Moderna seeks to be 1st with COVID shots for littlest kids
(NewsNation) — Children under the age of six are the only group in the U.S. still not eligible for COVID-19 vaccinations, but a move by Moderna could change that.
The chance is not quite here yet, but Moderna has asked the FDA for emergency use authorization of its coronavirus vaccine for children under six.
The two-shot regimen is a quarter of the dosage given to adults. If approved, shots for the tiniest arms could start as early as summer.
“There are about 18 million people that are not covered right now via vaccine. These are the babies, toddlers, preschoolers. So those will now have a chance at protection,” Dr. Anup Kanodia said. “This is huge because so many kids under the age of six, still having to wear masks, still having to do the social distancing, their life isn’t ‘normal’, their parents lives aren’t normal, a lot of them feel left out.”
Federal data released this week shows that through February, 60 percent of the adult population has antibodies to the virus. In children, the antibody rate was 75 percent.
The CDC attributes those figures to vaccinating, boosting and prior infections. However, some parents are split on whether their kids need vaccinations against COVID-19.
Even if the vaccine for the youngest Americans get approved, one mom of an eight-month-old is absolutely not interested.
“I’m worried about adverse reactions, giving him a foreign substance that has no long-term studies, and you know, and is it necessary?
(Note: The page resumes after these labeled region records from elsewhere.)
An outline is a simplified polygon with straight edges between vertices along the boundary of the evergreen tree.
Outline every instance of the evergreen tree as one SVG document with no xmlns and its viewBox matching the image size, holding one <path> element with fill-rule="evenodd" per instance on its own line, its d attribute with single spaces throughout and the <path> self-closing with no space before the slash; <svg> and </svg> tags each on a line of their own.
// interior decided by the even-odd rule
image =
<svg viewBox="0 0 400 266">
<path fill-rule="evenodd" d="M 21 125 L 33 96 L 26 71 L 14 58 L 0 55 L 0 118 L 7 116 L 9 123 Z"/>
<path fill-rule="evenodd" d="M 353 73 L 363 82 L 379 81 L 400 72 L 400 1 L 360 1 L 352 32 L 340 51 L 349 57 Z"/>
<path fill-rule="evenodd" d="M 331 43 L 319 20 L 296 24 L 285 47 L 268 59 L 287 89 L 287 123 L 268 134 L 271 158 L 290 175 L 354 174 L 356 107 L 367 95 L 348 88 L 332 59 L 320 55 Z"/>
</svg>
That’s what it boils down to for me,” one concerned parent said. “Nobody that I know is rushing to get their kid COVID vaccinated.”
But other parents are anxiously awaiting approval, eager for protection and peace of mind.
“It’s gone down, safety’s been increased and we’ve kept her masked in school. Not as concerned as we were last year, but we’d like to send her back to school next year vaccinated,” another parent said.
According to the CDC, less than a third of kids currently eligible in the 5-11 age group are fully vaccinated against COVID-19. It’s too early to know whether certain preschools and daycare centers would make COVID vaccination mandatory.